This stark warning came from James Fisher, Chief Executive of Nautic Africa, when he addressed the Sub-sea and Offshore Support Vessels Africa conference in Cape Town earlier this month.
“The challenges of operating off the African coast are vast and daunting ranging from illegal and unregulated fishing, piracy, smuggling, oil pollution and even to offshore terrorism,” he said adding the poor condition of the continent’s ports with only a handful of the 34 currently fully operational was another factor hampering development.
“It is crucial the shipbuilding industry takes cognisance of these challenges and rises to meet them.”

Nautic Africa is doing just that by developing multi-role patrol vessels that are practical, functional and value for money options for countries wanting to up maritime security.
“The multi-role patrol vessels have been developed and built in Africa, specifically for African conditions. They are versatile and re-deployable, fuel efficient and eco-compliant, easy to maintain and sustainable.”

Additionally they are compliant with local navies and maritime authorities standards and meet the high demands set by oil companies and other clients.

Fisher’s company is recognised as one of South Africa’s top shipbuilding operations. In addition to its South African headquarters in Cape Town, Nautic Africa also has a presence in Ghana and Nigeria and enjoys good relationships with local vessel operators as well as gas and oil companies operating in in these two countries.

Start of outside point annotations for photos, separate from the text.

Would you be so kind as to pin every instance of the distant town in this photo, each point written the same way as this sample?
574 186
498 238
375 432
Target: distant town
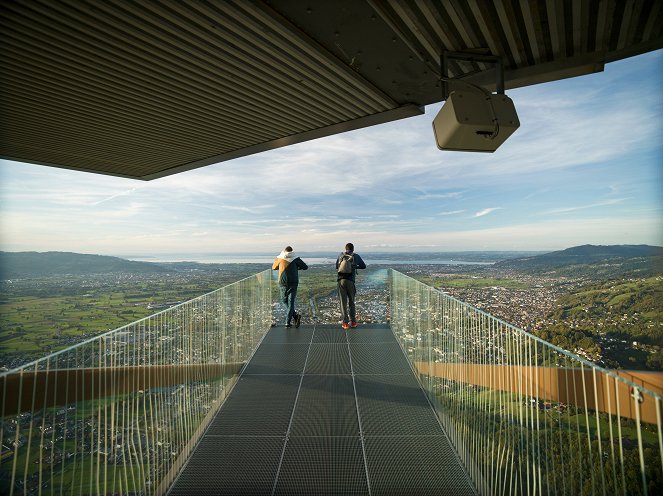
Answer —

The company’s cradle to grave philosophy sees full vessel support to maximise lifespan via technical management, system-specific maintenance and integrated logistics. Crew and system training is also available.
“The protection of Africa’s waters is crucial to the ongoing development of the continent. Governments and private companies need to work together to ensure we need never write ‘here be dragons’ on our seafaring maps again,” Fisher said.